Around this same time, Lee sat on an advisory board for the Ford Foundation’s Energy Policy Project, and consulted with the Nuclear Regulatory Commision on the proposal to build nuclear energy centers around the country. In June of 1975, her efforts for pursuing smart energy were rewarded when she was appointed to the Consumer Affairs-Special Impact Advisory Committee to the FEA.

The same article that noted this achievement also cited her opposition to NIPSCO's proposed “Bailly I” nuclear power plant near Cowles Bog. Lee knew the plant would adversely affect the Indiana Dunes, and was vocal in her opposition to it. NIPSCO announced its plans in 1970, and construction began before being halted by litigation. In 1977 at West Beach’s dedication, Lee was in attendance, proudly wearing a lapel pin that expressed her opposition to Bailly I. Court battles continued for over 10 years before the company announced the project’s abandonment in 1981 after spending $191 million.
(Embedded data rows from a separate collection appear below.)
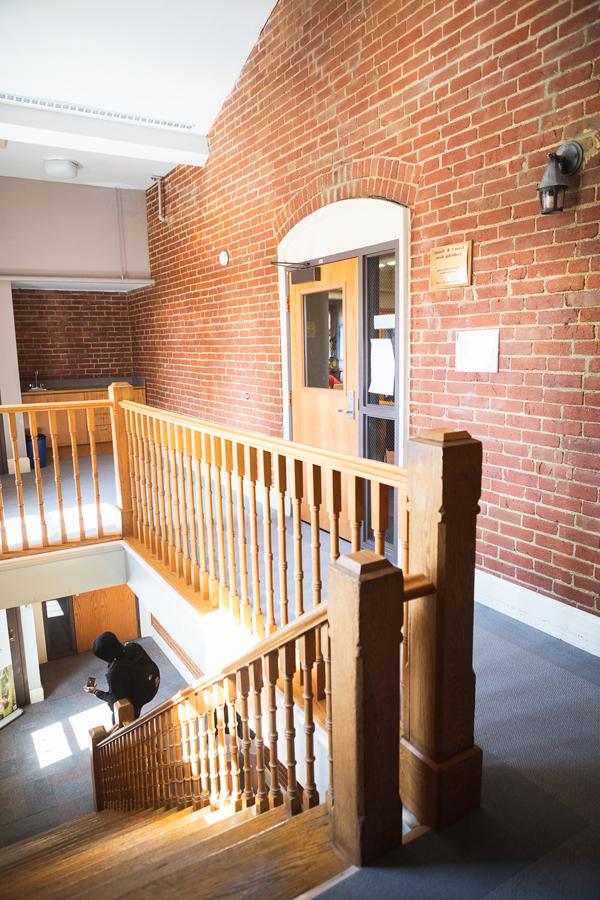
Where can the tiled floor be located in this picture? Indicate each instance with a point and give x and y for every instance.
(44, 760)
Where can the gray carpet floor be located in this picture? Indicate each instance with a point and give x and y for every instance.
(537, 834)
(44, 760)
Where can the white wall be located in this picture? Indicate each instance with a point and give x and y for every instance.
(57, 229)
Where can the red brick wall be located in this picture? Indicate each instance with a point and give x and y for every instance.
(450, 108)
(71, 335)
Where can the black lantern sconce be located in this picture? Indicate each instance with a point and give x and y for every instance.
(552, 188)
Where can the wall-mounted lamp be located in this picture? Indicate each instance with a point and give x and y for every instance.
(552, 188)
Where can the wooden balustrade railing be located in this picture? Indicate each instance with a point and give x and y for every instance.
(251, 522)
(246, 737)
(63, 503)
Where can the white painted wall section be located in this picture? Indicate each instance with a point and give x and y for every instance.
(69, 230)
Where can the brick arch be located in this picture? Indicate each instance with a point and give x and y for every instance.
(375, 177)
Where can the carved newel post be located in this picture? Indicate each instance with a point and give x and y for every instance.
(439, 762)
(365, 621)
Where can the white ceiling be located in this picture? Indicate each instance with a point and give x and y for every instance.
(174, 60)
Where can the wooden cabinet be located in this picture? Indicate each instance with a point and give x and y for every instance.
(102, 416)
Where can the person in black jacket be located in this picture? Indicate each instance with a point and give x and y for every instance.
(128, 672)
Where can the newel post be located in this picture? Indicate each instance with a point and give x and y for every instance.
(96, 735)
(440, 764)
(365, 622)
(116, 393)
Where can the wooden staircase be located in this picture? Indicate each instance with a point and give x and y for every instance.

Lee and Lambert divorced in 1975. That November, Lee criticized the EPA for failing to protect the lake and those who depend on it.  A national discussion on banning polychlorinated biphenyls (PCBs) by passing a toxic substance control law was underway, and Lee said she was dismayed that the EPA had failed to enact regulations on the chemicals. A few days later she wrote to the Chicago Tribune, “The American public has not turned away from its concern for protecting the environment and is demanding that we protect the environment while providing jobs.” Lee said that the government should invest its research and development money in environmentally safe energy sources such as solar energy, rather than in environmentally destructive sources such as coal or nuclear energy. Lee’s wealth of ideas did not go unnoticed.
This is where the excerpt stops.